Beware cats’ paws, trojan horses

chroniclePerspective Stephen Mpofu
Zimbabweans are at war. Ironically at war with themselves and with the enemy hell-bent on causing anarchy to further their imperialist designs and turn back the clock of the revolution that brought Uhuru and its attendant benefits to the masses in this country.

On the one hand, there are those leaders and ordinary citizens, both stalwarts of the revolution, who believe that Zimbabwe is for Zimbabweans and Zimbabweans alone, and that any action taken by the government socially, economically and politically should advance the fruits of the armed revolution that freed Zimbabweans from the shackles of white racist oppression under colonial rule.

It is this group of people who are in the forefront of the fight against re-colonisation by Western imperialists now using their dirty money to create anarchy by bankrolling street vendors to oppose the government’s initiative in relocating them to designated sites thereby decongesting streets in order for normal business to run uninterrupted in the central business districts of Zimbabwe’s cities.

Then there are, on the other hand, Zimbabweans who hunger after power for power’s sake and believe the country is not free unless they accede to power themselves by whatever means – and these are the people in collusion with imperialists by telling vendors to resist relocation to new trading sites being set up by local authorities, particularly in Harare at this time in point.

The populations of street traders in Harare, the capital, and in Zimbabwe’s second largest city, Bulawayo, have burgeoned over the years because workers who lost jobs due to illegal Western sanctions, which have crippled the economy, have turned to street trading to eke out meagre existence for their families.

The sanctions imposed by Britain, America and their allies were intended to exact regime change and reverse land reform in order for white farmers to continue to enjoy a large share of land while the black majority needing that land the most continued to scratch, like chickens, small and mostly barren pieces of land as though they, not the white minority squatting on vast tracts of land, were aliens in the land of their ancestors.

It is therefore a tragic irony that the Western imperialists are now embracing the victims of their sanctions as though their governments are kind-hearted Samaritans.

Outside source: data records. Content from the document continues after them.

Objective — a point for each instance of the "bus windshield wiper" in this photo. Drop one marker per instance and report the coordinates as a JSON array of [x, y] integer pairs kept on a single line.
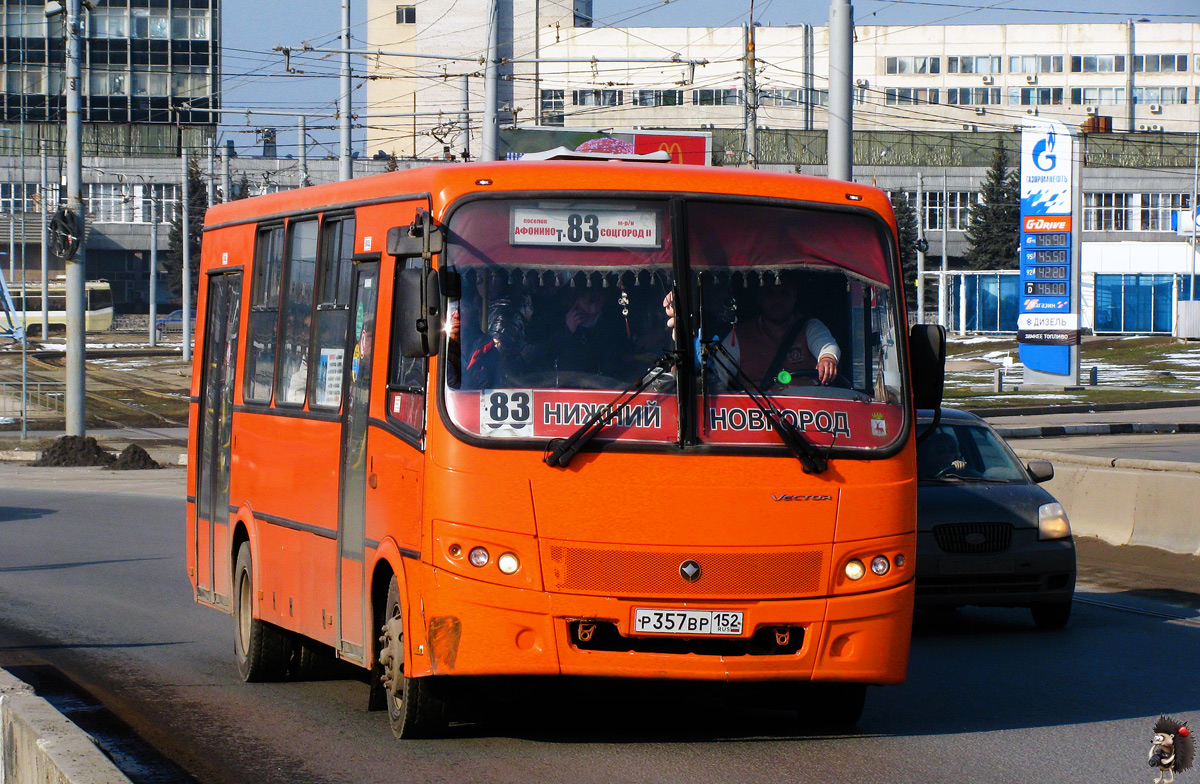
[[564, 449], [810, 459]]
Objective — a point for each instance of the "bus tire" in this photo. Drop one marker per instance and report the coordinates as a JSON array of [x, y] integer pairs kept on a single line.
[[262, 650], [414, 708], [831, 706]]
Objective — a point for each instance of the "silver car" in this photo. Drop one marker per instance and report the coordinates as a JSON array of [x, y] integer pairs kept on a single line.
[[987, 533]]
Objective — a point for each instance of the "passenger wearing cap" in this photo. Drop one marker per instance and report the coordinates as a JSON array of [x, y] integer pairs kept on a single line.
[[507, 354]]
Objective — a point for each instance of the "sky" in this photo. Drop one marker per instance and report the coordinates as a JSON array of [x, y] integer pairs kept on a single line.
[[255, 77]]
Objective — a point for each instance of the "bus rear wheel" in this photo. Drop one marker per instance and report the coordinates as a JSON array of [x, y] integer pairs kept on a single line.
[[261, 648], [414, 708]]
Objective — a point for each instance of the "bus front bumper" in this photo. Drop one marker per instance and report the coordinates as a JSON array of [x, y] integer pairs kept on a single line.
[[479, 628]]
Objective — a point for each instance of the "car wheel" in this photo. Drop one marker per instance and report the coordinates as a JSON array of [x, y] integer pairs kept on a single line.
[[1053, 615]]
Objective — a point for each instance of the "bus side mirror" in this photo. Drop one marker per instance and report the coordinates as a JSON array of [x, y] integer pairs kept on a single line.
[[423, 237], [418, 312], [927, 349]]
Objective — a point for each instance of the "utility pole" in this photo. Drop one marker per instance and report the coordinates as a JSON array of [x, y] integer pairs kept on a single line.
[[466, 118], [841, 81], [921, 249], [345, 162], [304, 153], [186, 282], [491, 83], [76, 349], [154, 267], [213, 172], [751, 99], [943, 295], [46, 247]]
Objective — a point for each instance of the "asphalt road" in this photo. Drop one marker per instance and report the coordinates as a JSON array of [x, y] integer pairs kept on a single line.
[[93, 588]]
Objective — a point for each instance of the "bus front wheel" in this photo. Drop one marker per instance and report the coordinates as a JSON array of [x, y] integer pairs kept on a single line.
[[831, 706], [262, 650], [414, 710]]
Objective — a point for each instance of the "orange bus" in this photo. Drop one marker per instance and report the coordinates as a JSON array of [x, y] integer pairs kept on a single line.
[[527, 418]]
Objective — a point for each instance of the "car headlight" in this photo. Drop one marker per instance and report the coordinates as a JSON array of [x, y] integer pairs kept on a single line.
[[1053, 521]]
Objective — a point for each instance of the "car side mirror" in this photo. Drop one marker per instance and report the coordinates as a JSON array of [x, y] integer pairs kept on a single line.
[[1041, 471], [927, 352], [418, 312]]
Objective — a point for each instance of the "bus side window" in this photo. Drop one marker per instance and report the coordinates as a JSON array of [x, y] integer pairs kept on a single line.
[[333, 317], [264, 313], [406, 376], [300, 274]]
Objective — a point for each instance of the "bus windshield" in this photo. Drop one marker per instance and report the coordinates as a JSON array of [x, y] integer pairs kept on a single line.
[[797, 305], [558, 305]]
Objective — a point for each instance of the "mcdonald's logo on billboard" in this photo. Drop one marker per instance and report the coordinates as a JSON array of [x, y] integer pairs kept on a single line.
[[684, 148]]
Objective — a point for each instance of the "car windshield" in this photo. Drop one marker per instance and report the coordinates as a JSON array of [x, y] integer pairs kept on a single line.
[[961, 452], [556, 306]]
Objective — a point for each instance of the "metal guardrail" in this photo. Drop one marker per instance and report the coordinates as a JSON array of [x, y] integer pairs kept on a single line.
[[42, 396]]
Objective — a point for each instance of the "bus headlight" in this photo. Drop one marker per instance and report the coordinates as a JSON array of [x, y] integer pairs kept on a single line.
[[1053, 521], [508, 563]]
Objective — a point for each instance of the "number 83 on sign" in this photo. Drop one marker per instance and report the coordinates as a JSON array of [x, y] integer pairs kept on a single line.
[[505, 413]]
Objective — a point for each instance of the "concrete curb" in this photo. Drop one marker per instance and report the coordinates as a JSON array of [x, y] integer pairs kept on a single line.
[[163, 458], [1146, 502], [40, 746], [1119, 429]]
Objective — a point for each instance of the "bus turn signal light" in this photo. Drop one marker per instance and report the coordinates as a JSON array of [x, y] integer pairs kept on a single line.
[[508, 563]]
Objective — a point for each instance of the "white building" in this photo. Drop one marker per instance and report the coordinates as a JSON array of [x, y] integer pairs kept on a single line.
[[946, 78]]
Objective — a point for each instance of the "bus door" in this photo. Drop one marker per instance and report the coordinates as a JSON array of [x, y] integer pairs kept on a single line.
[[352, 516], [216, 430]]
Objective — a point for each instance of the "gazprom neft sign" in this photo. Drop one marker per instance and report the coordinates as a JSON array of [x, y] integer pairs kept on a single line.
[[1048, 315]]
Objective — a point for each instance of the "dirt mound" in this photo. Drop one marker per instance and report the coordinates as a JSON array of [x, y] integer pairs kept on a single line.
[[135, 459], [75, 450]]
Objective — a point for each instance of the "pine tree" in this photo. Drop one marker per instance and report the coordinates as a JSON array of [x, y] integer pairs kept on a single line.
[[994, 233], [906, 223], [173, 262]]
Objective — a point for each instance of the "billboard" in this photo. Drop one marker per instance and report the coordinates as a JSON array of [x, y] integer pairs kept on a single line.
[[1048, 316], [684, 147]]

Of course, they remain anti-Zanu- PF government as ever before and are merely using vendors as cats’ paws to attempt to bring about illegal regime change so that a new regime that kowtows to the contemporary imperialists may get into power and preside over the hegemonic designs of the foreigners.

Of course, there are those political leaders who run with the hounds and have been telling street vendors to stay put on shop pavements and in confrontation with the government.

One wonders whether this second group of people and their political organisation are not aware that Western imperialists with diplomatic representation in the country are hell-bent on dividing Zimbabweans to weaken them and then bring them under the foreigners’ control, or whether they are in cahoots with the foreigners because they want power for power’s sake.

It really boggles the mind, the way some of our people run with the hares and hunt with the hounds. Is it a lack of patriotism that causes them to behave the way they do as sellouts, Trojan horses, or is it because of political immaturity?

At 35 years of age, Zimbabwe is still fairly a young country, and a look back into the past through the telescope of time should remind all Zimbabweans of the way imperialists worked to divide and weaken our people in order to keep riding on the backs of our people as masters of the destiny of the black majority.

A momentary return to the colonial period should therefore dissuade Zimbabweans from bowing down their ears to incitement by imperialists to oppose those in power in the country right now as any such connivance will amount to political emollition.

Emollition because they will also resist implementation of the country’s economic blueprint, Zim Asset, and as a result there will be no solid advance in this country’s economic growth — and Zimbabwe’s enemies will celebrate the stagnation.

Then, of course, there is the question of external political financing whose implications some Zimbabwean political organisations do not mind, or are aware of but accept as long as the bankrolling acts as a lever to put them in power even against this country’s law forbidding external funding for political parties.

Yesterday one political organisation was saying it would boycott any future elections in Zimbabwe unless electoral reforms were effected — reforms that one understood as being meant to put that party in good stead for political victory.

Today the same organisation says it will cause those reforms to take place whether those in power like it or not. But, surely, should not reforms, reforms meant to benefit all the people of Zimbabwe, not be discussed and agreed by all concerned seated around a negotiating table?

No doubt any reforms meant to bring about positive change and stability politically and economically must be consensual, like sex, and not be forced on other people, like rape.

But now, following some pep talk by some foreigner dangling a fat purse those self-anointed reformists say they will take part in future elections in this country after all.

Are conditionalities accompanying foreign bank notes good for Zimbabweans or are they meant to open the door for a return to imperialism to this beautiful country of ours?

The bottom line in the discourse above is that if Zimbabweans remain united in the defence of their freedom and sovereignty they will remain invincible, whereas if tossed here and there by imperialist waves they will drown and with that the revolution that in 1980 ushered in a bold new political dispensation on the smouldering ashes of oppressive colonial rule.